In continuing a continuous campaign against major law, President Donald Trump signed an executive order on Thursday aimed at Wilmerhale, a law firm linked to his political characteristics that led to previous investigations into his administration.

It is suspended by security permits for Wilmerhale employees, limits their arrival at federal buildings, and overwhelms the contracts of the government company, what Trump described in his matter as participating in “party representations to achieve political goals” and “efforts made on the basis of race”.

Wilmerhale has a team of more than 1,100 lawyers in 12 offices in the United States and Europe. In 2023, the 45th rank ranked in the country, which achieved nearly $ 1.5 billion of revenue, according to the American lawyer.

A fact of facts in the White House of the accused order, Weller, with a “reward” of the former FBI director Robert Muller and his colleagues with positions in the company for what he called the “partisan investigation” against the president and others.

Muller, a former officer in Vietnam in Vietnam and the FBI director in the wake of terrorist attacks on September 11, investigated a private lawyer in Russian intervention in the Trump election for the year 2016. The investigation eventually found insufficient evidence to be linked. Mueller was a partner in Wilmerhale before the investigation and joined it yet. It is not included on the company’s website.

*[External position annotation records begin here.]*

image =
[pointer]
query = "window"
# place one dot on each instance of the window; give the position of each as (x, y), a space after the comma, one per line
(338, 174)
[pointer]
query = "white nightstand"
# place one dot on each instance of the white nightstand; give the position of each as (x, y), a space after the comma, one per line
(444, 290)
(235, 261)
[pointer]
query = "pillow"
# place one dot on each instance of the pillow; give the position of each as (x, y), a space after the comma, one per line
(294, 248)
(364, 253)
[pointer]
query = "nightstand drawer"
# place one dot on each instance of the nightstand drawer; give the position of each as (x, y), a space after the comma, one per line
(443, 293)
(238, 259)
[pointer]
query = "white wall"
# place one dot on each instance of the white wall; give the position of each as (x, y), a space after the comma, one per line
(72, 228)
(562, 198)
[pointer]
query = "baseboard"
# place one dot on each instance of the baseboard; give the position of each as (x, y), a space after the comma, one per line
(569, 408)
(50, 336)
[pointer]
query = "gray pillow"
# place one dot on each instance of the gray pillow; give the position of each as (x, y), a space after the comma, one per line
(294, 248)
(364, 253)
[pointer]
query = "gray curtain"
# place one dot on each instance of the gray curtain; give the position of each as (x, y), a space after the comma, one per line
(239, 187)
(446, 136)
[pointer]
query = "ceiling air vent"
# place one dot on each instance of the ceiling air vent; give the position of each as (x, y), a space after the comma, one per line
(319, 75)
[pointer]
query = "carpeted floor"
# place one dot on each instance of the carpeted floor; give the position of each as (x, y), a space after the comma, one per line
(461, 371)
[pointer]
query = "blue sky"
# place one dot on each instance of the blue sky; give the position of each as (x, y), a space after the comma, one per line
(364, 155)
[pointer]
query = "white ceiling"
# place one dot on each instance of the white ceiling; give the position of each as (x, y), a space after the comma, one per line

The executive order follows similar measures against legal forces such as Jenner & Block, Perkins Coie and Covington & Burling. Trump has previously canceled an order targeting Paul Weiss after the company agreed to allocate $ 40 million in excellent legal work on his administration’s priorities.

A memorandum from Trump issued on March 22, entitled “Preventing the Violations of the Certified Regime and the Federal Court”, also approved by Public Prosecutor Bam Bondi and Minister of Internal Security Christie Nayyim for the penalty of law firing companies that filed lawsuits that he sees “trivial” or “disturbing”.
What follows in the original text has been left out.